There are many other priorities too. One of the most pressing is to retain our advantage in the hyper-competitive global music market. As part of this we are making a strong case to significantly increase government funding into the successful Music Export Growth Scheme (MEGS) that the BPI manages. Failure to expand it would be a real missed opportunity, not just for the indie community it largely serves, but for UK trade and music exports.

Key also is that we focus on music and creative arts education, and ensure the talent pipeline becomes a truly national one. That’s why the BPI submitted an application for a new free-to-attend music and creative arts school in Bradford – inspired by our association with the brilliant BRIT School in Croydon and ELAM in Bromley-by-Bow. Its approval would be a tremendous 50th birthday present, not just for the BPI but the whole industry and all the talented young people we hope to give opportunities to in West Yorkshire and beyond.

We must also ensure that, with the support of our Equity & Justice Advisory Group (EJAG) and the UK Music Diversity Taskforce, among others, we continue to be advocates for an industry that is equitable, inclusive and creates a truly level playing field for talent, whatever someone’s background, as well as being free from any harassment and bullying or where there is effective recourse when it does unfortunately raise its head. These are all important things we are working on with our members and industry partners.

So while we use the occasion of our half-century to reflect on our achievements and raise a glass in celebration at the Music Week Awards, which we are proud to be supporting as this year’s headline sponsor, we see this landmark not as a platform to look back. Instead, it is an opportunity to turn to the future with confidence as we look to help shape the dynamics of change that are already present and forging an exciting future for us all. 

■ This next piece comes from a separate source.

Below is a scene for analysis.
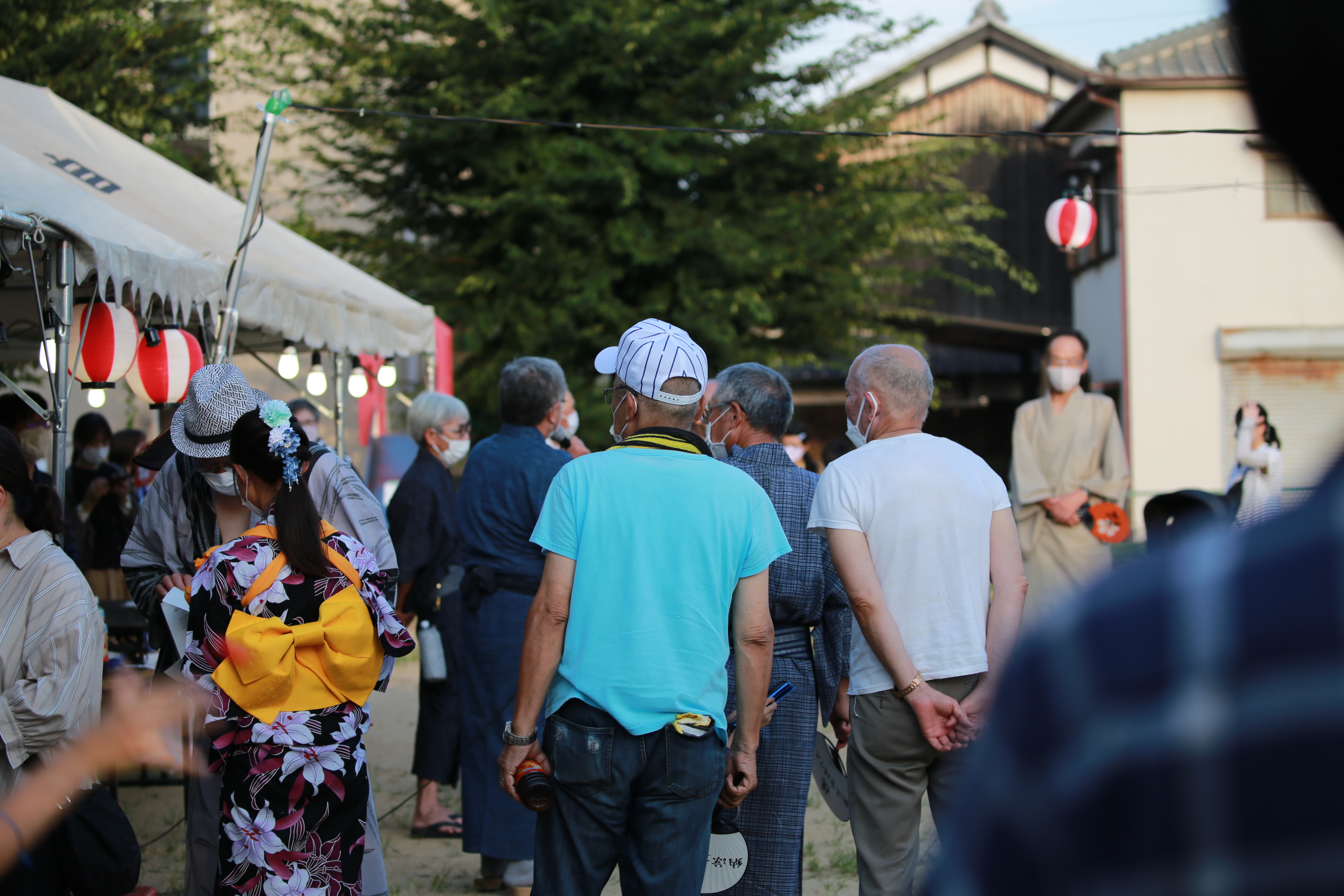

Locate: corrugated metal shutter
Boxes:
[1223,357,1344,506]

Here, in the first of five pieces penned by former Music Week editor – and current BPI strategic communications consultant – Paul Williams, we look back at how the BPI has tirelessly campaigned on behalf of its members over the years… 

While the charts lit up with the glam rock sounds of Slade, The Sweet and others, the UK music industry was coming to terms with one of its darkest periods in 1973. According to Music Week at the time, the business ended the year “facing its worst crisis in history”, against the backdrop of the oil crisis sparked by the Arab members of OPEC, plus Egypt, Syria and Tunisia proclaiming an oil embargo and Ted Heath’s Conservative government calling a three-day week.

So in many ways, the BPI’s incorporation that year as a limited company could not have been better timed, armed under its then-director general Geoffrey Bridge with what it set out at the time as a mission to “promote and protect the welfare and interests of the British record industry”, while providing “a medium to represent the British record industry in negotiations with government departments, unions and other interested parties”.

Over these past five decades the BPI has continuously fought on behalf of its record company members and their artists to defend the value of recorded music, lobbying on issues such as home taping in the ’70s and ’80s and investigations by both the Office of Fair Trading and Monopolies and Mergers Commission on CD pricing in the ’90s. Following intense lobbying by the BPI to argue its members’ case, both the OFT and MMC gave the industry clean bills of health. Since then it has faced countless other battles, from protecting its members’ copyrights in the online world to emerging threats and opportunities today such as AI.

Throughout all these episodes, the BPI has engaged with politicians at the very highest level to protect its members’ interests and help shape government policy and legislation in support of British music. 

Among its many achievements, the BPI was at the forefront of successful lobbying for copyright to be extended on music recordings in the UK from 50 to 70 years. It has been a leading industry voice on calls to address the so-called “value gap” and, through its dealings with government, launched the Music Export Growth Scheme (MEGS) to help small and medium-sized independent music companies promote their artists overseas. The scheme makes available grants ranging from £5,000 to £50,000 to assist UK-registered independents with international artist marketing campaigns. Among the many dozens of artists who have been helped by MEGS are Self Esteem, Beabadoobee, Dave, Ghetts, Rina Sawayama, Wolf Alice and Yard Act. The scheme generates an impressive £13 for every £1 invested. 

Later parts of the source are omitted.